Calocane has never offered an explanation for the killings but psychiatrist Dr Liam Mcsweeney, who assessed him, said he “had for years experienced a ‘pressure’ involving voices and persecutory beliefs”.
“He said this pressure had reached a certain point and if he did not act in a certain way, something atrocious would happen to his family.”
He added: “He appreciated his actions would mean he would likely end up in prison ... he certainly implied he felt impelled to cause vast amounts of harm.” The court heard that after the killings, Calocane claimed the voices told him to hurt more people or he would be punished. He went on to drive a van at three pedestrians.
It also emerged during yesterday’s hearing that in May 2021, Calocane visited MI5’S London headquarters, asking them to stop “controlling him”.
Mr Joyce said: “He [Calocane] tried to surrender to MI5 at their headquarters to try to stop them controlling him.”
Dr Sanjoy Kumar, Grace’s father, has accused Calocane of “concocting” a story of mental illness after his arrest.
The hearing heard possible sentencing options for Calocane include a “hybrid” life sentence with a hospital direction or a hospital order under the Mental Health Act.
Mr Joyce urged Mr Justice Turner not to impose a whole life order, meaning Calocane could never be released from hospital, or prison.
Family members of the victims were seen shaking their heads as the barrister laid out his argument.
The hearing is expected to conclude today.
‘I have personally reviewed this matter and we should have done more to arrest him’
‘Calocane had tried to surrender to MI5 at their HQ to try to stop them controlling him’
For the families of the two university students and a school caretaker killed in Nottingham by a paranoid schizophrenic, their grief must be even harder to bear knowing that it was avoidable. The killer Valdo Calocane had not only been in and out of a mental hospital four times in three years, but a warrant had been issued for his arrest nine months’ earlier. The police had apparently failed to locate him, even though he was wanted for assaulting an officer who was trying to detain him under the Mental Health Act.
Calocane admitted manslaughter on the grounds of diminished responsibility at Nottingham Crown Court and was described by the mother of one of his victims Barnaby Webber as a “monstrous individual”. Nottingham’s deputy chief constable has conceded more should have been done to arrest Calocane. As the killer’s barrister said, he should not have been on the streets.

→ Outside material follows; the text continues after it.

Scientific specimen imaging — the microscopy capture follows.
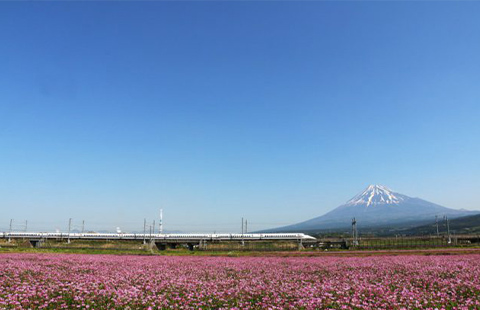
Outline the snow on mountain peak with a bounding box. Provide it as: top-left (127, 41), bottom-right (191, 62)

The case has again raised questions over the way dangerous people are handled. The gradual decline of the old asylum system since the late 1960s was predicated upon its replacement with robust and effective care in the community. The aim was to “normalise” the mentally ill, while the introduction of a new wave of psychotropic drugs in the 1960s also meant patients could be more easily treated outside of an institution. The 1983 Mental Health Act required that those who are sectioned are treated in a way “likely to alleviate or prevent a deterioration of their condition”.
But the Nottingham atrocity is by no means the first time that this reform has been found tragically wanting. Unless action is taken to reinforce community care or ensure people like Calocane are held in institutions, it won’t be the last either.